La violencia en la pareja ha sido un fenómeno histórico lamentable, debido a sus alcances sociales e impacto que generan en las personas, en muchas incluso la muerte por parte de su agresor, desde ahí que en las últimas dos décadas en Chile se ha venido internalizando el concepto de “femicidio” muy distinto al concepto de “homicidio”, pues se entiende que el primero solo se vive por el hecho de ser mujer y amparado en un sistema social que así lo permite, recibiendo este grupo violencia psicológica, física, económica y sexual, frente a un Estado silencioso. De alguna manera cómplice de un agresor masculino, entrenado socialmente para ejercer poder y dominio sobre una víctima femenina.
Los estudios se han concentrado en parejas heterosexuales, sin ahondar mucho en las manifestaciones de violencia que se pueden observar en agresoras femeninas a víctimas masculinas o entre parejas homosexuales y LGTBI, y las consecuencias y daños que ésta pueda causar en ambos miembros.
A pesar que los estudios reconocen la existencia de violencia al interior de las parejas; según la investigación realizada por MUMS, UCN y CLAM, un 7% de la población LGTBI refiere haber recibido violencia por parte de su pareja.
Cabe destacar un dato importante a considerar, el nivel de violencia social que vive la población LGTBI de forma sistemática y amparada por los dispositivos del Estado y religiosos modificando su umbral de violencia, viendo la agresión como un hecho que “simplemente hay que vivirlo”.
Los organismos de apoyo a las víctimas de violencia intrafamiliar se han especializado en otorgar soporte a las mujeres que han sido subyugadas a la violencia ejercida por un hombre y a algunos proyectos piloto dirigidos a hombres agresores. (ahí ya una mala intervención, pues se sigue manteniendo la violencia como una “enfermedad” individual y no social).

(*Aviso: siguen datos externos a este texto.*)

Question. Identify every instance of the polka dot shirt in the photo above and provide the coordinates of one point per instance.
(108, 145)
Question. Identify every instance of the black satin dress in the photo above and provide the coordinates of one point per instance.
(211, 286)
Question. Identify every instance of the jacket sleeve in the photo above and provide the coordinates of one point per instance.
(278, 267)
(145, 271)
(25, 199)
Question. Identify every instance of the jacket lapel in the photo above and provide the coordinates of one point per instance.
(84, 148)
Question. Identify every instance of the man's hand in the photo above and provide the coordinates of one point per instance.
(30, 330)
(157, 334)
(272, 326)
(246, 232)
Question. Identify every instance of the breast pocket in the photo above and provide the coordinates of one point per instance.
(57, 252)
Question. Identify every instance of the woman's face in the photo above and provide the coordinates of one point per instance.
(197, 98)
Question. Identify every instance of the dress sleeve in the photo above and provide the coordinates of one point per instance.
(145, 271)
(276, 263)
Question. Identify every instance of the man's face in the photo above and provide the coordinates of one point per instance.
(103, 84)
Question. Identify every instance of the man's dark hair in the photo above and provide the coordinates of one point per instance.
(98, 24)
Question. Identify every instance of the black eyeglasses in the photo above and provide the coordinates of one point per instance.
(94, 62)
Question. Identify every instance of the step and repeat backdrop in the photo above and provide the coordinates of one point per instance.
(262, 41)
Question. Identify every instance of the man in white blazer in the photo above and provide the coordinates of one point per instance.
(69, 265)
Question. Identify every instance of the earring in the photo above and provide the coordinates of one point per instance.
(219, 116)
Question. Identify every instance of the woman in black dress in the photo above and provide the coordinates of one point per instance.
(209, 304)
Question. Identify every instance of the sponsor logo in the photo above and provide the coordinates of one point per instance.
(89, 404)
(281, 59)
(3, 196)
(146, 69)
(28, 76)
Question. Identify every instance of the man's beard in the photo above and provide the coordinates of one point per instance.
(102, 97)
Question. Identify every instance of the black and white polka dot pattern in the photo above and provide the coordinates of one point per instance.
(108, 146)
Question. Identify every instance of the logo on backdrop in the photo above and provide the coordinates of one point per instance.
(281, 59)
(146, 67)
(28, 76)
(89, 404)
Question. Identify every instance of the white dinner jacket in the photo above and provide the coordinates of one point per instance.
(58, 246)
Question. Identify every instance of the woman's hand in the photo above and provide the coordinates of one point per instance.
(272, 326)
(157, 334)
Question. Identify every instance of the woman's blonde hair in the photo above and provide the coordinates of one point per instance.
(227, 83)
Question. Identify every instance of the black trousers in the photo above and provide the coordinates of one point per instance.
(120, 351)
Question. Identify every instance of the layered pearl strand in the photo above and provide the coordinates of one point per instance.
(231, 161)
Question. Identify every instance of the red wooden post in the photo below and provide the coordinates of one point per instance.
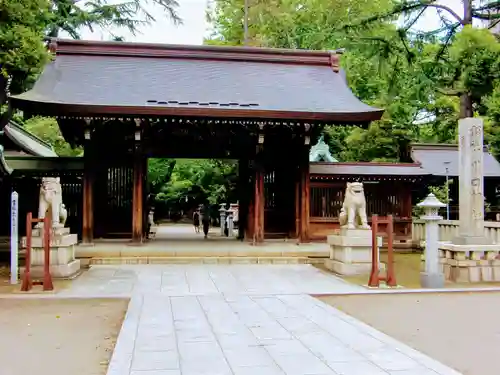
(26, 284)
(375, 277)
(374, 274)
(390, 276)
(47, 278)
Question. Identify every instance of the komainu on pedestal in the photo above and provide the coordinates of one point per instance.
(62, 243)
(353, 212)
(351, 245)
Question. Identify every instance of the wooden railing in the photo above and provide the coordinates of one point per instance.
(449, 229)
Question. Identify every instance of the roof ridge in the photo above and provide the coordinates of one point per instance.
(203, 52)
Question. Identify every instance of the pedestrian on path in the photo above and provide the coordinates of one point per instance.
(205, 218)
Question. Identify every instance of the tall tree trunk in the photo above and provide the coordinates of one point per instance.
(466, 98)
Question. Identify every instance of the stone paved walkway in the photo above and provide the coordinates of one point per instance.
(242, 319)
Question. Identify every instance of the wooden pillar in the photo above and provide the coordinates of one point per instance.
(297, 205)
(304, 197)
(243, 199)
(259, 205)
(138, 188)
(88, 189)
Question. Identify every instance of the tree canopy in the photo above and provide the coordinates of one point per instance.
(424, 79)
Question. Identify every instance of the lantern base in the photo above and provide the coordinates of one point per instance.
(431, 280)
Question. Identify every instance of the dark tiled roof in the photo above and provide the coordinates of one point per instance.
(364, 169)
(26, 142)
(432, 157)
(169, 80)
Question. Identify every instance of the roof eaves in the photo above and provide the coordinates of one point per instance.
(228, 53)
(4, 167)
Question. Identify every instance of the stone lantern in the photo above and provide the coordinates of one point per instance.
(222, 213)
(432, 277)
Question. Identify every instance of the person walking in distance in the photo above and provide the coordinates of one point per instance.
(196, 221)
(205, 219)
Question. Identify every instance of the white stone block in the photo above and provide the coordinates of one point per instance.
(351, 254)
(38, 232)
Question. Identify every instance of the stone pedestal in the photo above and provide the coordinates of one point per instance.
(470, 263)
(351, 251)
(62, 253)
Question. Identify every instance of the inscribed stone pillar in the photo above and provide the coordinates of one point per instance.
(471, 200)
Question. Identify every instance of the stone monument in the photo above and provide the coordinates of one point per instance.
(471, 255)
(62, 243)
(351, 245)
(432, 275)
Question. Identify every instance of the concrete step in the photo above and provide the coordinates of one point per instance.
(200, 260)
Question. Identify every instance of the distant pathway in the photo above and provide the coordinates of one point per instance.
(242, 319)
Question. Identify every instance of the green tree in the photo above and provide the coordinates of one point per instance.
(183, 184)
(71, 16)
(47, 129)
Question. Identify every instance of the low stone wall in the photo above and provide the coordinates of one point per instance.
(468, 266)
(449, 229)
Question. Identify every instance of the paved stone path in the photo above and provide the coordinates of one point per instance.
(242, 319)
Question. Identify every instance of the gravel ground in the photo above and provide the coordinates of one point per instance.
(58, 337)
(459, 329)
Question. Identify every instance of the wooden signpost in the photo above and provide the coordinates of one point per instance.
(375, 276)
(27, 283)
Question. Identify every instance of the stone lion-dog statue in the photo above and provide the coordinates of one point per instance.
(353, 212)
(51, 199)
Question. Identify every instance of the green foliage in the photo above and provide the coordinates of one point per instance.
(441, 192)
(46, 129)
(22, 52)
(183, 184)
(417, 77)
(71, 16)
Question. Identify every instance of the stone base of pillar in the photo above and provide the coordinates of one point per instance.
(471, 240)
(351, 251)
(62, 254)
(431, 280)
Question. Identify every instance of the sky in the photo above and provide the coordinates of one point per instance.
(195, 27)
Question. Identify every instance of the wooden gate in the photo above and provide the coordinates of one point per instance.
(113, 202)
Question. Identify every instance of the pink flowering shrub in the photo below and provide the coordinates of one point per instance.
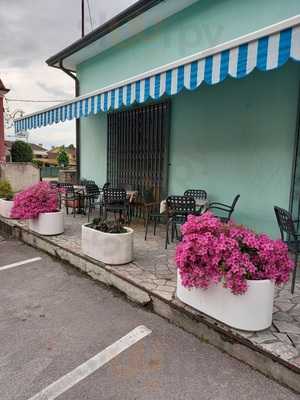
(35, 200)
(212, 252)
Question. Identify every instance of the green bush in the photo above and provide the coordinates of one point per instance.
(21, 152)
(5, 190)
(63, 158)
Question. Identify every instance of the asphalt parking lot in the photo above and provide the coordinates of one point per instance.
(64, 336)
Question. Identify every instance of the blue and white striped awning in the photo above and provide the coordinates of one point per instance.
(264, 50)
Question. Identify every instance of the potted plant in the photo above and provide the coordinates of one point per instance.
(228, 271)
(6, 198)
(108, 241)
(39, 205)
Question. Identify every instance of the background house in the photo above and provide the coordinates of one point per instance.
(39, 152)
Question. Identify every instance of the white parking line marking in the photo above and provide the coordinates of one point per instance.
(17, 264)
(52, 391)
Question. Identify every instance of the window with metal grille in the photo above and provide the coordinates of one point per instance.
(137, 149)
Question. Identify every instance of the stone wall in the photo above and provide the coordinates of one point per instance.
(20, 175)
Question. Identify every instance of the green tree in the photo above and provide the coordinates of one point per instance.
(63, 158)
(21, 152)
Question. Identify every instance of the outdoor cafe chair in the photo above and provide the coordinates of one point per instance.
(290, 236)
(225, 208)
(71, 198)
(178, 209)
(115, 200)
(198, 194)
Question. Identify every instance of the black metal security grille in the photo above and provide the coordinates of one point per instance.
(137, 149)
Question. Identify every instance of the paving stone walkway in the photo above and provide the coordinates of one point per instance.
(154, 269)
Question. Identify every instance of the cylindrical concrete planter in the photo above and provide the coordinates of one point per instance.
(109, 248)
(251, 311)
(48, 224)
(6, 207)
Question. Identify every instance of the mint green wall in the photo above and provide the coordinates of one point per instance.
(203, 25)
(93, 148)
(237, 138)
(234, 137)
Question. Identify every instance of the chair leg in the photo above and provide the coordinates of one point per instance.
(155, 225)
(146, 226)
(294, 274)
(167, 234)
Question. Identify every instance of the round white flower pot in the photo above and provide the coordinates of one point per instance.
(251, 311)
(109, 248)
(48, 224)
(6, 207)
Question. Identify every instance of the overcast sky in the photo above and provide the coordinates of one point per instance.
(30, 32)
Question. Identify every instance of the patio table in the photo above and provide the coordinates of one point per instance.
(200, 204)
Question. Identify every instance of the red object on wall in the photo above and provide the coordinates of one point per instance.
(3, 91)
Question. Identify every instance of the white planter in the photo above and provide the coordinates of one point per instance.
(109, 248)
(251, 311)
(5, 208)
(48, 224)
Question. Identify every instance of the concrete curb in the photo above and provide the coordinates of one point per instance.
(185, 317)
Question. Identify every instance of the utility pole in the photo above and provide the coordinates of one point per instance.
(3, 92)
(82, 18)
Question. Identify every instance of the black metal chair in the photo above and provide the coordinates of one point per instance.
(227, 209)
(115, 200)
(70, 198)
(85, 182)
(178, 209)
(290, 236)
(197, 194)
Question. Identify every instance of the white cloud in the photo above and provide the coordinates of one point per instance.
(30, 32)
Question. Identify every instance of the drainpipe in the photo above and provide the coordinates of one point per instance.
(77, 93)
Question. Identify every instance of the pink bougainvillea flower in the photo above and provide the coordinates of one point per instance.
(37, 199)
(212, 252)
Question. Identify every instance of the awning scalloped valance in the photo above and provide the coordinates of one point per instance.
(265, 50)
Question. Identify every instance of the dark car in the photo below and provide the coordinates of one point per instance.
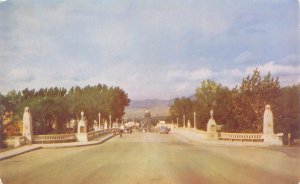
(164, 130)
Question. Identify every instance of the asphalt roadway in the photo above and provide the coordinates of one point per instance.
(154, 158)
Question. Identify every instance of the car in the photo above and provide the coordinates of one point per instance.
(164, 130)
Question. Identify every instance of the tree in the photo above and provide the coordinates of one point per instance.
(206, 93)
(181, 106)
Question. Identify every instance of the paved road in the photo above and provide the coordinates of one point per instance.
(154, 158)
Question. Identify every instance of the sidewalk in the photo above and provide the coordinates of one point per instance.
(27, 148)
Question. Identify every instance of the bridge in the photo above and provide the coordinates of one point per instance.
(186, 155)
(155, 158)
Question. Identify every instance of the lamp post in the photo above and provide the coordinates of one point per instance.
(194, 120)
(110, 121)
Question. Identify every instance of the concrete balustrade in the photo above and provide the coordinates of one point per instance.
(253, 137)
(54, 138)
(15, 141)
(61, 138)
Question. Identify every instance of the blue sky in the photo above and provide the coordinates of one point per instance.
(151, 49)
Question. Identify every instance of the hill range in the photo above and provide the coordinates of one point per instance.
(157, 108)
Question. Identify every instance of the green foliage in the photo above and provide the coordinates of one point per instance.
(251, 98)
(289, 106)
(181, 106)
(241, 109)
(56, 106)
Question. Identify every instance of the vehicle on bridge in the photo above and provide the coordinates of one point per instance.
(164, 130)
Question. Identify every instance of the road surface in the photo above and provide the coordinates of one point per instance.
(154, 158)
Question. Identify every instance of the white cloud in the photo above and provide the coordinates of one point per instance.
(275, 69)
(20, 74)
(245, 57)
(199, 74)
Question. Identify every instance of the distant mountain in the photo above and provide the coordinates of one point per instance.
(157, 107)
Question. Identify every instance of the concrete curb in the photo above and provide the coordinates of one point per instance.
(14, 153)
(198, 139)
(76, 144)
(29, 148)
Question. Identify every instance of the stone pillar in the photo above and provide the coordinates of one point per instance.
(99, 125)
(211, 125)
(81, 135)
(195, 120)
(81, 127)
(105, 125)
(268, 121)
(268, 128)
(27, 125)
(109, 121)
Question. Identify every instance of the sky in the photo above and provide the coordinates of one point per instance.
(151, 49)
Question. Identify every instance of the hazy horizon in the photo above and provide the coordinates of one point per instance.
(151, 49)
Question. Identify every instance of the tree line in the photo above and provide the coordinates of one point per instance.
(58, 106)
(241, 108)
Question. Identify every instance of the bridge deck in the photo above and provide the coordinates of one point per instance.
(154, 158)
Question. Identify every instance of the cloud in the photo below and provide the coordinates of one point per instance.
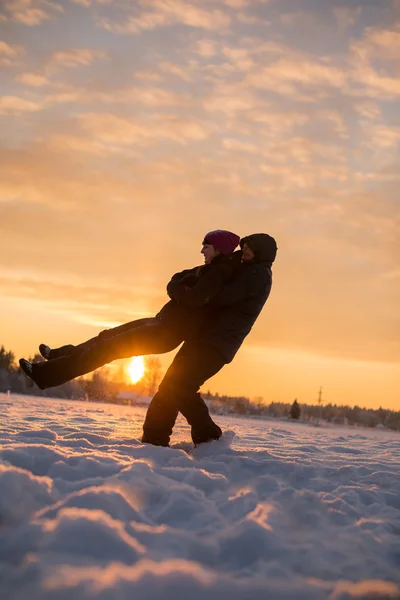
(32, 12)
(116, 133)
(8, 53)
(12, 105)
(346, 16)
(76, 57)
(206, 48)
(169, 12)
(285, 75)
(33, 79)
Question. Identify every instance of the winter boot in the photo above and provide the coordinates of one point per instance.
(45, 351)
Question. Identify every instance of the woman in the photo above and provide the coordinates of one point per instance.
(178, 320)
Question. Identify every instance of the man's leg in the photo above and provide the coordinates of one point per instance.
(106, 334)
(152, 338)
(179, 391)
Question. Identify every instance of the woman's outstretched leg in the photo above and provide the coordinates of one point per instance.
(152, 338)
(54, 353)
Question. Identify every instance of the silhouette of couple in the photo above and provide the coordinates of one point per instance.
(211, 310)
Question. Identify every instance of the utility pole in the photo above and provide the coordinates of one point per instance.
(320, 396)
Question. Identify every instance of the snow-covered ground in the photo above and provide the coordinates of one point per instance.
(280, 510)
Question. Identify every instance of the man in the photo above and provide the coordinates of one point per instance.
(232, 314)
(173, 324)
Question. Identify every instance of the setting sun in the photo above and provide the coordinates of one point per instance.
(136, 369)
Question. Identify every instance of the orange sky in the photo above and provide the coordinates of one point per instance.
(129, 129)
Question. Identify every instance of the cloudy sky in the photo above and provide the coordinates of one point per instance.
(130, 128)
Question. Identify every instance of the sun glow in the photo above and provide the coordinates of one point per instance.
(136, 369)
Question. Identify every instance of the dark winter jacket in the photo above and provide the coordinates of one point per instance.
(237, 306)
(192, 289)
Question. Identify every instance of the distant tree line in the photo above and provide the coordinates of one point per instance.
(102, 386)
(330, 413)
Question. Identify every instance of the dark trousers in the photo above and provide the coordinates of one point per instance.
(145, 336)
(179, 391)
(106, 334)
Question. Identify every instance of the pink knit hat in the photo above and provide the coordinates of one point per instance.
(222, 240)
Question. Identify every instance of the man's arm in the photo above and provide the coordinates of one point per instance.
(250, 283)
(203, 291)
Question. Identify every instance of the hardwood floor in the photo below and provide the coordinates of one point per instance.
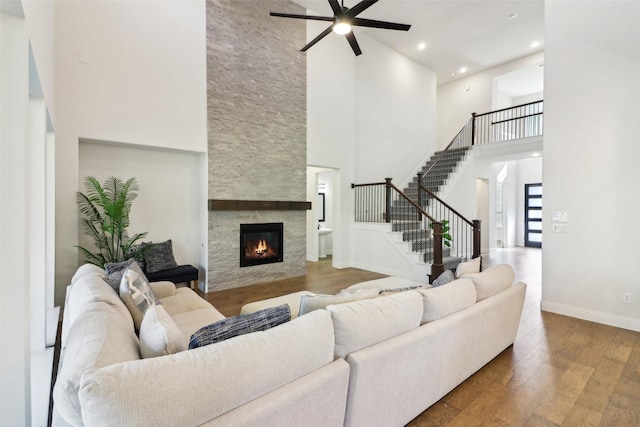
(560, 371)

Pero existe otro factor que aún no es visibilizado ni problematizado; la presencia de violencia ya no en parejas heterosexuales, sino en parejas donde sus miembros son del mismo sexo, o agudizándose, en pareja donde uno de sus integrantes es transexual. El Estado al no permitir la validación de estas uniones sea cual sea el dispositivo, matrimonio o unión civil, niega esta relación por lo tanto niega la existencia de esta realidad en su interior, haciendo testigos a las organizaciones de la diversidad sexual del mal trato en todas sus esferas, el abandono económico y el abuso sexual que vivencia día a día. Los datos demuestran que en Chile sobre el 60% de las mujeres sufre violencia, pero no se habla de la orientación sexual de esas mujeres, y tampoco se reconocen en esas encuestas a las mujeres transexuales.
La violencia es un problema social, mientras no lo entendamos así, cualquier dispositivo que se genere no tendrá resultados adecuados; ya hemos sido testigos de dos instrumentos que han fracasado, la ley 20.066 y la ley antidiscriminación, la primera no ha bajado la tasa de mujeres víctima de sus agresores y la segunda no ha detenido la violencia a la población LGTBI. Lo que afecta directamente a las relaciones de pareja de la diversidad sexual.
En base a lo anterior, se cree que el maltrato físico es el maltrato más evidente debido a que sus consecuencias quedan expuestas, por esto la mayoría del tiempo se le da más importancia, tanto en el ámbito personal como social.
Finalmente, debido al daño y el impacto emocional que produce la violencia en las personas víctimas de esta, se instala el miedo y la vergüenza de manifestar la situación, dificultando su reconocimiento y sanción, en gran medida ocultado por la orientación sexual de la víctima y su agresor o agresora y los prejuicios de la sociedad, imposibilitando así la denuncia debido a la falta de herramientas legales, falta de profesionales con experiencia en el ámbito y peor aún, por el Estado a través de la negativa del derecho y reconocimiento de las parejas LGTBI.